|   | Shebang: 
        Wolfgang Pauli. Pais: [A smile]
 Shebang: 
        We haven't talked about him. You write so well about him, about his science, 
        his personality, and his fascination with psychology and his connection 
        with Jung.
 Pais: We had big fights, 
        Pauli and I, because I am anti-Jung, and pro-Freud, and he was just the 
        other way around. So in 1950 I visited Pauli for a week, stayed in his 
        home, and he gave me a book. And the book is one of the volumes of Jung's 
        Collected Works. And it says '...Seinem jungen Freund Pais, als Gegenwicht 
        gegen Freud'. ... To 
        his young friend Pais, as a counterweight to Freud.
 Shebang: Do 
        you mind explaining why you're anti-Jung and pro-Freud?
 Pais: Because I think 
        Jung is a fraud. Jung is a charlatan. He makes assumptions that cannot 
        be proved. The thing about Freud is, I don't think Freud is right. But 
        Freud has a scientific style. He says, 'Here are my assumptions. This 
        is what I deduced from my assumptions'. That's what I like about Freud 
        and Jung is not that way. I read most of Freud when I was about twenty. 
        Then I said, 'Now I must read Jung'. I had to give up. Then I read a little 
        Adler, which I didn't like much either.
 Shebang: 
        And Pauli, a certain amount has been made of this interest in psychology 
        and also the fact that he liked a drink -
 Pais: His first marriage 
        was a disaster, and that lasted only a year, and then he got into heavy 
        drinking and he was advised to get psychiatric help.
 And he went to see Jung, and 
        Jung said, 'Talk to my assistant', and the assistant says, 'Why don't 
        you write down your dreams'. Pauli said, 'I will.'
 Pauli came back a year later. 
        Stack like this. The assistant looked at it, and went to Jung, and said, 
        'You've got to read this stuff. It's unbelievable, full 
        of mandalas 
        and God knows what. The number 4 played a great role in Pauli's subconscious, 
        too. And then they began to write to each other, and the correspondence 
        lasted until a month before Pauli died, and the correspondence has been 
        collected in a book. Pauli was deep into Jung, deep 
        into Jung.
 Shebang: 
        After some years at the Institute for Advanced Study in Princeton, you 
        decided not to stay there in the end.
 Pais: No, right.
 Shebang: 
        But you had been very happy there.
 Pais: I grew there, I'd 
        made in some ways my career there, I did my best scientific work there. 

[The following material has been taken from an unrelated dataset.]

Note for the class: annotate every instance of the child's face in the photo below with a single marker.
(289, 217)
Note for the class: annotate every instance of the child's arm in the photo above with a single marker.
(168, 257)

        But, you know, Princeton is...One of my colleagues said, 'Ah Princeton, 
        where science flourishes and never bears fruit'. [LAUGHTER] I was at Princeton 
        from 1946 to 1963. I visited a friend and ex-teacher at Rockefeller and 
        thought, 'Gee, maybe this is the place for me'. But I travel, as you can 
        see. I am deeply committed to being an American citizen - which I became 
        - and deeply committed to being a European. It's a wonderful combination.
 Shebang: 
        You've written very touchingly about your professor, your teacher, and 
        how you saw him later.
 Pais: Uhlenbeck. Yes, 
        he was a wonderful man. I have known many great men in science, and he 
        was one of them, but none was a better teacher. He had this quiet... He 
        compelled you to listen. You see I am just an ordinary guy. When I sit 
        down in a lecture hall my mind flies out of the window. Most of the time. 
        But when Uhlenbeck talked there was something quiet and compelling about 
        it. I listened. I had to. I don't know how. But that was his great gift.
 Shebang: 
        You've also written, we think, wonderfully about Ehrenfest who also had 
        this great reputation as a teacher.
 Pais: Ja There was Boltzmann 
        who had a student called Ehrenfest. There was Ehrenfest who had a student 
        called Uhlenbeck. There was Uhlenbeck who had a student called Pais. So 
        I am the great grandson of Boltzmann.
 Shebang: 
        Of Boltzmann.
 Pais:Yes.
 Shebang: Your 
        writing, you tell other people's stories -
 Pais: Well I did write 
        my autobiography.
 Shebang: 
        Yes, but you are such a selfless person, you talk about the others -
 Pais: Well, I don't think 
        I'm all that important. I had a story to tell, a story which is not all 
        that uninteresting, but I don't go into my own deeper depths, perhaps.
 Shebang: Do you have plans for what you will 
        write next?
 Pais: I will try to do 
        something else, but this last one [this book] has just come out a couple 
        of months ago, so I need a little time to sit down and meditate.
 Shebang: And we're going to leave you to 
        have that time. This has been a treat -
 Pais: I thank you
 Shebang: Thank 
        you so much.
 Pais: It is a pleasure 
        to listen and talk and it was very nice.